John C. Walsh is an American independent film director and screenwriter who initially gained recognition with the debut of his film Ed's Next Move at the 1996 Sundance Film Festival. He has also directed the film Pipe Dream (2002) and most recently wrote the screenplay for Dalíland (2022).

==Film career ==
John C. Walsh was born and raised in Irvington, New York and studied film as an undergraduate at New York University.

In 1996, Walsh premiered his first feature, Ed's Next Move, to critical praise at the Sundance Film Festival. A comedy about a Midwesterner adapting to life in New York, it was quickly picked up by Orion Classics for theatrical release. The film garnered critical praise as a well-formed, low-budget romantic comedy.

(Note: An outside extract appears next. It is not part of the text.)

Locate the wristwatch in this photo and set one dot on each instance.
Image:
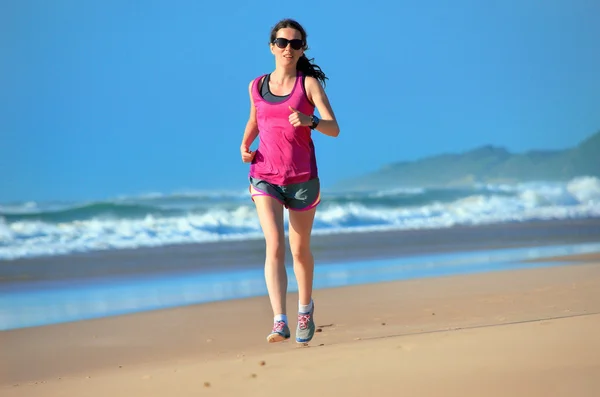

It was noted for its witty dialogue and fresh approach to romance by Los Angeles Times Kenneth Turan, film critic Roger Ebert and Sight & Sound magazine. The New York Times highlighted the film as an example of the indie film movement in New York City, and architect James Sanders highlighted the film in his book Celluloid Skyline, which detailed the relationship between film and New York City.

Walsh's second feature, Pipe Dream (2002), is a romantic comedy starring Mary-Louise Parker about a plumber who poses as a film director to meet women. Dubbed "a screwball satire" by Entertainment Weekly, Pipe Dream follows a romance between the plumber and a would-be screenwriter as it skewers its characters' misguided scheming. According to the New York Times, the film grounded Walsh in the genre of neo-screwball comedies that tap into the "secret charm" of New York City.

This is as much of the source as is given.